Amava i bambini, pregava per tutti i neonati delle ultime 24 ore, non solo per quelli cattolici ma anche per quelli dei non credenti. Papa della bontà! Episodi diversissimi e sintomatici, dichiarazioni stupefacenti di rappresentanti della cultura e della religione convincono che il passaggio di Giovanni XXIII sulla scena del mondo confermò il valore attraente della bontà evangelica, che «conserva pur sempre un posto d’onore nel discorso della Montagna: beati i poveri, i miti, i pacifici, i misericordiosi, gli assetati di giustizia, i puri di cuore, i tribolati, i perseguitati», così si legge nel “Giornale dell’anima”, lo zibaldone roncalliano specchio della sua anima. Già. E il segreto – per così dire - del “successo” di Roncalli?
Molti mi hanno fatto questa domanda. Rispondo che sta nella matrice tradizionale, e, ciononostante, dinamica, della sua formazione e cultura ecclesiastica, nell’apparente paradosso tra severo conservatorismo e umana ed evangelica apertura. Alunno del seminario bergomense innestò la sua sensibilità nel tronco dei severi orientamenti ecclesiastici di ispirazione patristica; chierico appena quattordicenne iniziò a scrivere il sopra citato “Giornale dell’anima” e continuò sino a 81 anni.
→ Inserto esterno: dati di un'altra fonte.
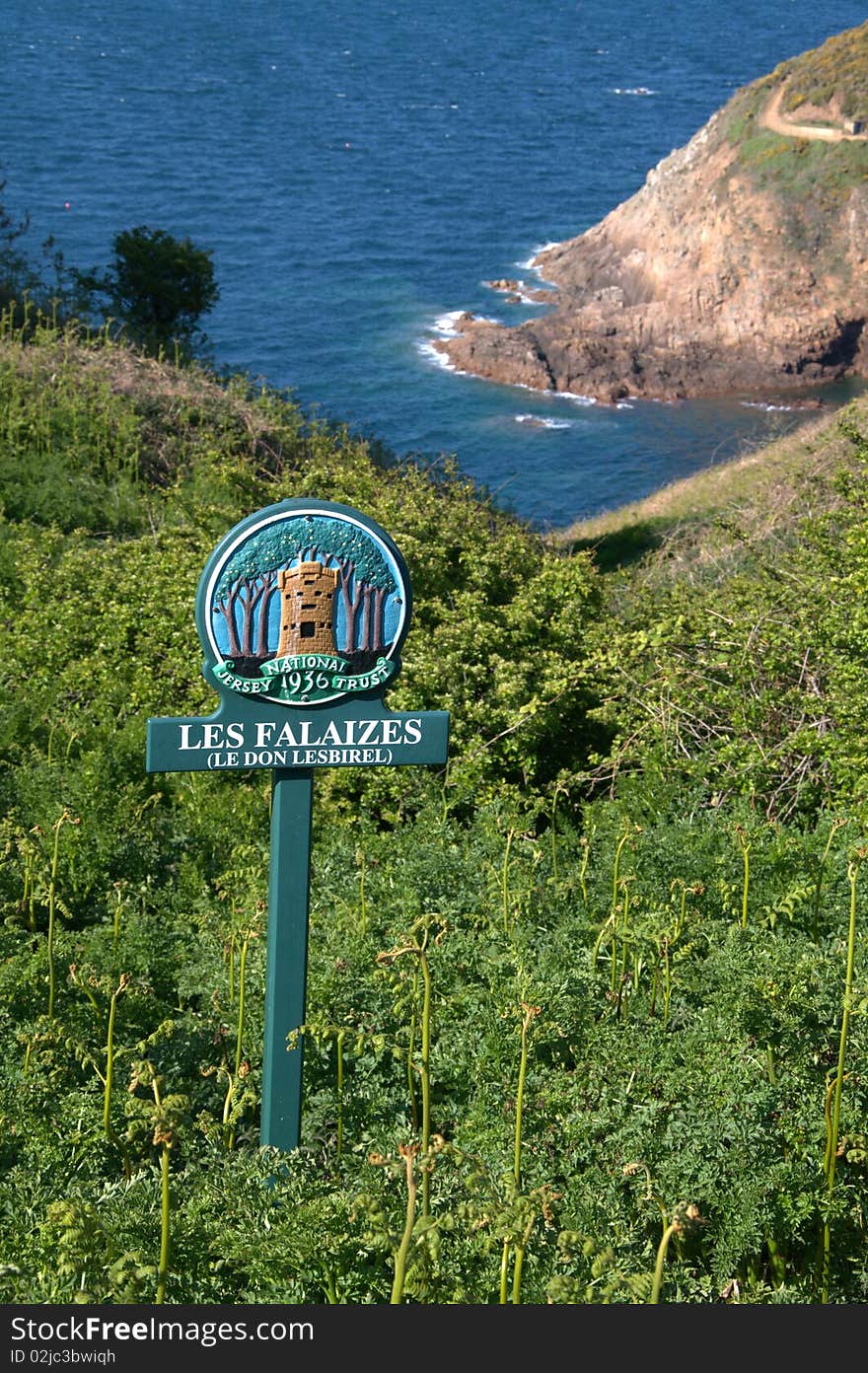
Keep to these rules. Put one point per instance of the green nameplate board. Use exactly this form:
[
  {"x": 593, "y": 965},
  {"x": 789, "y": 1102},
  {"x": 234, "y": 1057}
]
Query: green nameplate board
[{"x": 303, "y": 610}]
Lungo tutto l’arco della sua esistenza egli rimase lo stesso prete della giovinezza, con quella sua mai smentita coerenza di pensiero e di azione, che trova riscontro in ogni variazione di ministero e di ufficio, pur nei limiti, coi difetti e le carenze di natura, di ambiente e di momento storico in cui dovette operare. Egli è stato, pertanto, un prete all’antica, abbarbicato nel terreno solido della rivelazione cristiana, che diede tono e slancio al suo servizio.
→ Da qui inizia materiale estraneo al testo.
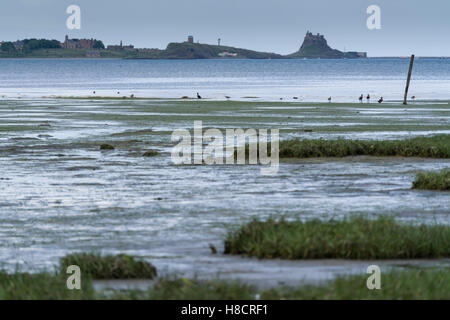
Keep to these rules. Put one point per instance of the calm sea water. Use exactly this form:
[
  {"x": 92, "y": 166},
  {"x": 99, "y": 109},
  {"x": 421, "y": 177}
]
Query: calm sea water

Egli volle essere il prete segnato a fuoco dalla familiarità con Cristo, e di null’altro preoccupato se non del nome, del regno e della volontà di Dio. Lo lasciò intuire in un discorso al clero romano. Era il 25 gennaio 1960, affermò: «La persona del sacerdote è sacra (...). La buona indole, gli studi severi, la proprietà della parola e del tratto sono come il mantello che avvolge l’umanità del sacerdote: ma la linfa divina della sua applicazione ai divini misteri e alle opere dell’apostolato, egli continuerà ad attingerla dall’altare. Quello è il posto suo che gli conviene innanzi tutto. Di là egli parla ai fedeli e nel volgersi a essi con linguaggio elaborato nella meditazione e fatto suo, egli ha da apparire come di casa nel tempio del Signore e le sacre parole del messale, del breviario, del rituale devono risuonare nell’intimità misteriosa della sua anima prima che sotto le volte del santuario».
Papa Giovanni, “il buono”, non suscita nostalgie, il che equivarrebbe a guardare indietro; piuttosto stimola a tentare l’avventura della testimonianza e ci invita a riaprire il Libro divino per scoprirvi l’ispirazione alla fedeltà e al rinnovamento, binomio da lui coniato come filo conduttore del Vaticano II e della sua fedele attuazione. Questo Angelo Giuseppe, angelo del Signore, rinnova ora il monito del vigilare mentre incombe la notte; di prestare attenzione, di non arrendersi alle mode ricorrenti e cangianti; e lo fa con l’autorità dei carismi ricevuti, l’eloquenza dell’esempio, la forza della bontà e della santità.